Thanks to its particleboard construction and laminate veneer, laminate cabinetry is rugged enough to be repurposed into artful accents indoors and out, and strong enough to hold moist concrete mix while it cures. In this memorable makeover, laminate cabinets and a stack of rigid insulation sheets mold Quikrete 5000 into a whimsical planter box with an integrated spout that allows the concrete container to drain easily.
When you're ready to retire old bowls from kitchen duty, dust them off and cast them in concrete to create a luminous mod-art lamp. Just follow the directions to create this dazzling transformation An old glass jar lets the light shine through, and the wide mouth of the bowls makes it easy to spoon the Quikrete Countertop Mix into the mold, vibrate out the bubbles, and achieve an even surface—no troweling or leveling the concrete required. Plus, once cured the concrete forms pop out with relative ease. Then, just drop in a corded light socket and flip the switch to reveal the finished radiance!
When crafting a container to show off your favorite florals, look no further than the fridge or recycling bin for inspiration. All those humble, discarded plastic or glass bottles with caps are perfect for making shapely vases. How you cast the concrete depends on the bottle's material (see the video tutorial for detailed instructions), but once the Quikrete 5000 inside cures, it readily separates from plastic or glass with help from a box cutter or hammer.
Known more for their storage capacity than their good looks, buckets are used in practically every household to stash liquids ranging from paint to cleaning solvents. But if you can see beyond the humdrum exterior of a bucket to its deep basin and modern cylindrical shape, you'll find that its plastic interior offers the perfect starting spot for your next concrete project. Following this tutorial, fill an empty bucket with a short layer of Quikrete 5000, then insert three wooden dowels to create a modern-meets-rustic three-legged stool that you can hold at the ready to seat last-minute company.
You never outgrow Legos! You can even stack up those little plastic bricks to build a custom mold (or two, in the case of these nesting tables) for just about any structure you can envision using Quikrete Countertop Mix. Plus, the bricks' slick finish ensures a smooth surface once the concrete has cured. When you remove the Legos from the concrete, you'll find playful traces of the bricks' texture artfully incorporated into your design. Best of all, you can use the same bricks to make mold after mold—just run them through the washing machine in a delicates bag when you're done.
Easy to cut yet sturdy enough to hold concrete in a rectangular form as it cures, an empty milk carton offers huge potential as a concrete mold. Look how naturally the shape lends itself to a modern desk lamp. To achieve this low-cost luminary all it takes is nesting another commonly upcycled item—a plastic bottle—inside the carton, then pouring Quikrete 5000 into the space between the bottle and carton. A power drill and your own two hands can take it from there. Once the concrete's dry, drill holes in the sides of the lamp, then wire in a bulb to create a subtle light source to brighten up any dark corner of the home.

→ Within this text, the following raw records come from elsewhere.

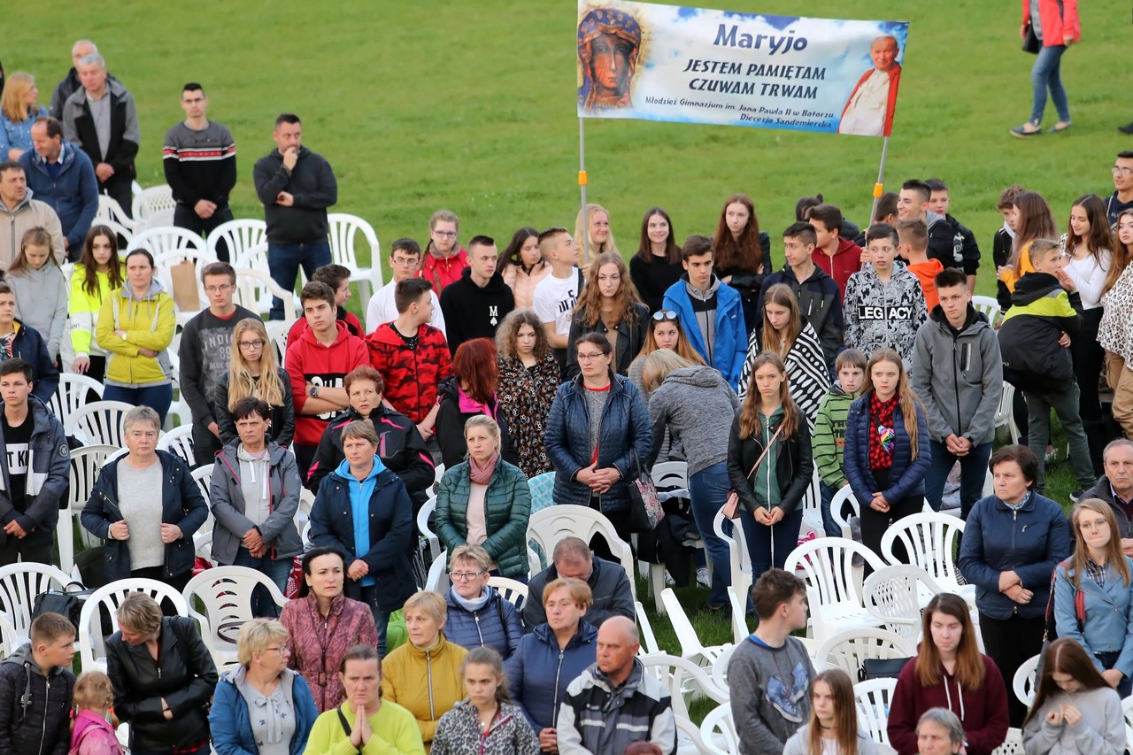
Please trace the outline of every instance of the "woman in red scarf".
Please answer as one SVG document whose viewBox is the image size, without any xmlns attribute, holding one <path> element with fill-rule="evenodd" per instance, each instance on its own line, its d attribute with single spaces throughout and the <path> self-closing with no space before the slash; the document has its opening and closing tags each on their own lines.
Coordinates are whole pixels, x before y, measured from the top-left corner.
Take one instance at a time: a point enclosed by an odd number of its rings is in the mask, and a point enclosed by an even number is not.
<svg viewBox="0 0 1133 755">
<path fill-rule="evenodd" d="M 495 562 L 493 572 L 526 583 L 527 476 L 500 458 L 500 425 L 492 417 L 469 417 L 465 441 L 468 460 L 449 468 L 437 487 L 436 535 L 449 553 L 458 545 L 482 546 Z"/>
</svg>

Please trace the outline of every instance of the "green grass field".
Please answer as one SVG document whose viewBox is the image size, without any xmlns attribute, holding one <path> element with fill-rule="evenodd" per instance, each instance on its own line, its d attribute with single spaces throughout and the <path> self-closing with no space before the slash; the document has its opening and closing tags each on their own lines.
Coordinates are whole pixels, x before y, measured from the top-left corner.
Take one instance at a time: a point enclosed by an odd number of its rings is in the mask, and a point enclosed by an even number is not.
<svg viewBox="0 0 1133 755">
<path fill-rule="evenodd" d="M 787 0 L 705 5 L 800 10 Z M 1026 142 L 1007 135 L 1028 117 L 1031 100 L 1033 58 L 1020 50 L 1015 0 L 812 0 L 806 12 L 911 22 L 886 184 L 948 181 L 953 214 L 985 245 L 978 292 L 994 292 L 990 238 L 1000 224 L 995 198 L 1002 187 L 1020 183 L 1041 192 L 1059 223 L 1077 195 L 1113 190 L 1114 154 L 1133 149 L 1133 138 L 1115 129 L 1133 118 L 1121 88 L 1133 40 L 1128 3 L 1081 5 L 1084 41 L 1063 59 L 1074 127 Z M 334 167 L 337 209 L 369 220 L 383 244 L 400 236 L 424 241 L 427 219 L 440 207 L 462 218 L 462 238 L 505 240 L 520 226 L 573 228 L 574 26 L 576 3 L 564 0 L 119 0 L 97 10 L 43 0 L 5 8 L 2 59 L 9 73 L 34 74 L 46 102 L 67 71 L 71 42 L 97 42 L 137 100 L 143 185 L 164 183 L 161 141 L 182 118 L 181 85 L 197 80 L 211 116 L 231 128 L 239 147 L 237 217 L 262 217 L 252 166 L 273 146 L 274 117 L 289 110 L 304 119 L 305 144 Z M 1051 125 L 1049 105 L 1047 113 Z M 611 210 L 627 254 L 647 207 L 666 207 L 681 239 L 710 235 L 733 192 L 753 197 L 773 238 L 793 220 L 795 200 L 817 192 L 860 223 L 880 149 L 880 139 L 860 137 L 590 120 L 589 200 Z M 1065 472 L 1053 469 L 1048 487 L 1063 501 Z M 688 596 L 688 605 L 700 602 L 691 591 Z M 696 620 L 706 643 L 726 638 L 726 623 L 705 614 Z M 675 650 L 667 622 L 655 629 Z"/>
</svg>

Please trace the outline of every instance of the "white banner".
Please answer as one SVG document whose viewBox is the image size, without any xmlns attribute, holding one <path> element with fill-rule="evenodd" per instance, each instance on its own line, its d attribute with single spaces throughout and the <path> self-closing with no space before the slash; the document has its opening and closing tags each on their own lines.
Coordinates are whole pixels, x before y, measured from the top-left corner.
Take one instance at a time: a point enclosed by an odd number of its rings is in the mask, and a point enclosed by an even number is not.
<svg viewBox="0 0 1133 755">
<path fill-rule="evenodd" d="M 888 136 L 909 24 L 580 0 L 578 114 Z"/>
</svg>

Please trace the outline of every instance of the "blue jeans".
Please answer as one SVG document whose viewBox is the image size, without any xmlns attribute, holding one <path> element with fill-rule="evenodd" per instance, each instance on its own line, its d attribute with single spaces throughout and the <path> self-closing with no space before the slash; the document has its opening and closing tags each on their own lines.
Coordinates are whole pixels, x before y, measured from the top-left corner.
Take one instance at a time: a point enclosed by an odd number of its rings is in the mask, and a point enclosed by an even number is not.
<svg viewBox="0 0 1133 755">
<path fill-rule="evenodd" d="M 774 527 L 759 524 L 755 515 L 748 511 L 741 514 L 740 519 L 743 521 L 743 540 L 748 543 L 748 555 L 751 558 L 751 584 L 755 585 L 764 571 L 772 567 L 782 569 L 786 557 L 798 548 L 802 503 Z"/>
<path fill-rule="evenodd" d="M 987 477 L 988 459 L 991 458 L 991 443 L 976 446 L 968 456 L 954 456 L 948 447 L 935 440 L 929 441 L 932 448 L 932 460 L 925 474 L 925 499 L 934 511 L 940 510 L 944 498 L 944 485 L 952 467 L 960 461 L 960 518 L 968 519 L 968 512 L 976 501 L 983 498 L 983 481 Z"/>
<path fill-rule="evenodd" d="M 1056 44 L 1039 50 L 1031 68 L 1031 86 L 1034 87 L 1034 105 L 1031 108 L 1031 122 L 1038 126 L 1042 122 L 1042 111 L 1047 109 L 1047 87 L 1050 87 L 1050 99 L 1055 101 L 1058 120 L 1070 122 L 1070 105 L 1066 103 L 1066 90 L 1062 85 L 1059 68 L 1062 54 L 1066 45 Z"/>
<path fill-rule="evenodd" d="M 173 402 L 173 385 L 142 385 L 139 388 L 122 388 L 121 385 L 107 385 L 102 391 L 103 401 L 126 401 L 134 406 L 147 406 L 157 413 L 161 424 L 165 424 L 165 415 L 169 414 L 169 405 Z"/>
<path fill-rule="evenodd" d="M 705 542 L 705 550 L 708 551 L 708 558 L 712 559 L 712 592 L 708 594 L 708 604 L 714 608 L 723 608 L 729 604 L 727 586 L 732 584 L 732 566 L 727 544 L 716 536 L 716 531 L 712 526 L 716 512 L 727 500 L 727 491 L 731 487 L 725 461 L 706 467 L 689 477 L 692 519 L 697 523 L 700 540 Z"/>
<path fill-rule="evenodd" d="M 265 577 L 275 583 L 275 586 L 279 587 L 282 593 L 287 591 L 287 578 L 291 574 L 291 565 L 295 559 L 292 558 L 272 559 L 267 555 L 254 558 L 248 549 L 241 545 L 236 551 L 236 559 L 232 560 L 232 566 L 244 566 L 262 572 Z M 252 616 L 257 619 L 278 619 L 280 616 L 280 609 L 275 605 L 275 601 L 273 601 L 267 595 L 267 591 L 259 585 L 256 585 L 255 591 L 252 593 Z"/>
<path fill-rule="evenodd" d="M 295 279 L 299 268 L 310 280 L 315 270 L 331 263 L 331 243 L 327 239 L 304 241 L 303 244 L 269 244 L 267 270 L 272 280 L 284 291 L 295 290 Z M 269 320 L 283 319 L 283 299 L 272 299 L 272 312 Z"/>
</svg>

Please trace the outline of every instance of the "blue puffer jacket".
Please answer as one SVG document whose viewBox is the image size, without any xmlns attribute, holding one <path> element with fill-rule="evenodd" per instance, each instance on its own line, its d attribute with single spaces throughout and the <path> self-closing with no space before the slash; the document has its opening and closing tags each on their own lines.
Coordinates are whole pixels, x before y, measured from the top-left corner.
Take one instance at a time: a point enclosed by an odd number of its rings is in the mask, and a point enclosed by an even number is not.
<svg viewBox="0 0 1133 755">
<path fill-rule="evenodd" d="M 237 677 L 244 676 L 244 668 L 230 671 L 220 678 L 212 707 L 208 709 L 208 727 L 212 731 L 216 755 L 247 755 L 258 753 L 248 722 L 248 701 L 237 687 Z M 295 732 L 288 745 L 290 755 L 303 755 L 307 748 L 307 737 L 318 718 L 318 709 L 310 695 L 307 680 L 291 669 L 283 669 L 282 684 L 291 685 L 291 703 L 295 710 Z"/>
<path fill-rule="evenodd" d="M 504 671 L 508 689 L 536 735 L 554 728 L 566 686 L 594 663 L 597 650 L 598 628 L 586 621 L 578 622 L 578 631 L 561 652 L 550 625 L 540 623 L 523 635 Z"/>
<path fill-rule="evenodd" d="M 1125 555 L 1125 566 L 1133 574 L 1133 559 Z M 1122 579 L 1113 562 L 1106 565 L 1106 585 L 1082 575 L 1081 591 L 1085 599 L 1085 621 L 1077 630 L 1074 616 L 1074 568 L 1058 565 L 1055 580 L 1055 622 L 1059 637 L 1070 637 L 1093 658 L 1093 665 L 1102 671 L 1096 653 L 1118 652 L 1114 668 L 1133 677 L 1133 597 L 1130 586 Z"/>
<path fill-rule="evenodd" d="M 555 503 L 589 506 L 590 489 L 574 477 L 590 466 L 590 421 L 586 408 L 586 388 L 579 375 L 559 387 L 543 435 L 547 457 L 555 467 Z M 628 481 L 638 476 L 639 464 L 649 458 L 653 446 L 649 409 L 637 387 L 627 378 L 614 375 L 602 410 L 598 435 L 598 468 L 616 467 L 622 478 L 602 494 L 602 511 L 629 508 Z"/>
<path fill-rule="evenodd" d="M 444 622 L 444 636 L 465 650 L 493 647 L 500 658 L 508 660 L 519 647 L 523 636 L 523 625 L 511 601 L 501 597 L 492 586 L 485 587 L 488 600 L 478 611 L 469 611 L 453 596 L 452 588 L 444 596 L 449 605 L 449 618 Z"/>
<path fill-rule="evenodd" d="M 1050 575 L 1070 555 L 1070 525 L 1062 507 L 1030 493 L 1019 511 L 995 495 L 978 501 L 968 515 L 960 546 L 960 571 L 976 585 L 976 608 L 993 619 L 1043 616 L 1050 599 Z M 1014 570 L 1033 596 L 1019 604 L 999 592 L 999 572 Z"/>
<path fill-rule="evenodd" d="M 869 400 L 872 393 L 866 393 L 850 405 L 846 415 L 846 439 L 842 464 L 846 481 L 853 490 L 854 498 L 868 502 L 878 492 L 877 481 L 869 469 Z M 928 422 L 925 410 L 917 405 L 917 458 L 912 459 L 912 444 L 905 430 L 905 417 L 897 407 L 893 413 L 893 430 L 896 433 L 893 449 L 893 466 L 889 468 L 889 487 L 881 491 L 885 500 L 891 503 L 903 498 L 925 498 L 925 474 L 932 461 L 932 448 L 929 446 Z M 1049 575 L 1047 575 L 1049 577 Z"/>
</svg>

Already a humble hero in everyday plumbing, PVC pipe proves equally functional for casting concrete. PVC's just perfect for constructing this wine rack, thanks to its varying sizes and water resistance. Forge an outer mold from wood and tape, then center lengths of three-inch-diameter PVC pipe inside to create snug little nests for wine bottles. Fill the mold with Quikrete Concrete Mix, and just three days later you can paint the cured rack to match your interior decor.
The low cost, striking shape, and smooth glass surface of light bulbs makes these ordinary supplies prime picking for concrete molds. To unleash their creative spark, first use a pair of needle nose pliers to break the insulators enclosing the metal tip of the bulbs. Thoroughly clean the emptied bulbs with a lint-free cloth dipped in vinegar or water, then mix and funnel Quikrete Sand/Topping Mix into it. Once cured, carefully break the bulb and unveil your concrete casting. While the pear shapes easily make for stylish paperweights, upgrading their function is as simple as inserting a heavy, three-inch-long screw into each light bulb's neck during the curing process to create a set of sturdy concrete wall hooks.

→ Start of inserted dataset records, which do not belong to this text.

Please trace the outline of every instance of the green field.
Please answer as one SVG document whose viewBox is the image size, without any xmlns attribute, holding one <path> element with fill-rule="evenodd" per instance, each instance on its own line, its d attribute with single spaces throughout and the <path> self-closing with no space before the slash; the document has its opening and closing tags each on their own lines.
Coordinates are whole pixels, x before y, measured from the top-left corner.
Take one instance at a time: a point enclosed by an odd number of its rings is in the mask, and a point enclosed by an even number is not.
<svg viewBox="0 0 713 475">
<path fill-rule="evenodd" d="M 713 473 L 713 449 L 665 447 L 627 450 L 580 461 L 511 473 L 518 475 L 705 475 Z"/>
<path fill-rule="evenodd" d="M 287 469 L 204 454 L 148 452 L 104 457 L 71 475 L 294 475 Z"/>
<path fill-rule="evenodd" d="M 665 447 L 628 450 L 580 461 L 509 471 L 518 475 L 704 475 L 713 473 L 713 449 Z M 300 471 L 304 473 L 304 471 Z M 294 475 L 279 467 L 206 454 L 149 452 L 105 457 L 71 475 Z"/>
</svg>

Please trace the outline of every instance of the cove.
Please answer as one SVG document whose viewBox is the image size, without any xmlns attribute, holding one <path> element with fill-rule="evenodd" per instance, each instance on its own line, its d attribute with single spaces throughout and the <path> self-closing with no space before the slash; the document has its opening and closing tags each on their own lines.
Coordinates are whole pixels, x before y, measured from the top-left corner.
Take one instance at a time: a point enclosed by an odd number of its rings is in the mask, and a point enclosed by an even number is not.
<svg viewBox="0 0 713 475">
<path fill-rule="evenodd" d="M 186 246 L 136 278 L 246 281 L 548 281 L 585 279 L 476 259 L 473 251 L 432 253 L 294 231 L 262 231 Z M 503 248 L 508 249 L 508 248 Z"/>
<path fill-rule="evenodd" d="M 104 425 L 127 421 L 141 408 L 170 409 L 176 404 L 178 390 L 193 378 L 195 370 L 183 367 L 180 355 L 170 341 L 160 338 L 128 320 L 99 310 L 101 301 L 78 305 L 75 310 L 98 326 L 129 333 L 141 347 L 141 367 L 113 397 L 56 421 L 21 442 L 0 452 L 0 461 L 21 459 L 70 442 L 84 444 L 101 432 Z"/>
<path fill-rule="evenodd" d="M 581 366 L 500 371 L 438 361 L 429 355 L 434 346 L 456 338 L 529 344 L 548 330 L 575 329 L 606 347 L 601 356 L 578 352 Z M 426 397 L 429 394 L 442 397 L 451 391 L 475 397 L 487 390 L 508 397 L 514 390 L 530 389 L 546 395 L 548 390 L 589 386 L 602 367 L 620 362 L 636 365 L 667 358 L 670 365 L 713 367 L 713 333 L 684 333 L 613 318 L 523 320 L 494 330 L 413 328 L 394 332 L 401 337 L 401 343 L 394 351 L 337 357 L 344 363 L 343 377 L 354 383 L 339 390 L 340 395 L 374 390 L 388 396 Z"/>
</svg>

instructables.com via ClenseYourPallet
As you've seen in the previous projects, when you cast concrete in a hollow plastic accent, the mix takes on the shape of the original. So, think outside the box the next time you're walking the aisles at the dollar store! Something as simple as a plastic pumpkin could be your next concrete mold. Because plastic pumpkins already have the jack-o'-lantern face embossed on their surface, you don't have to carve anything—you can create a smiling pumpkin simply by pouring Quikrete concrete mix directly into the plastic bucket. Press a bowl into the top while the concrete cures to craft a hardy pumpkin planter or candy dish.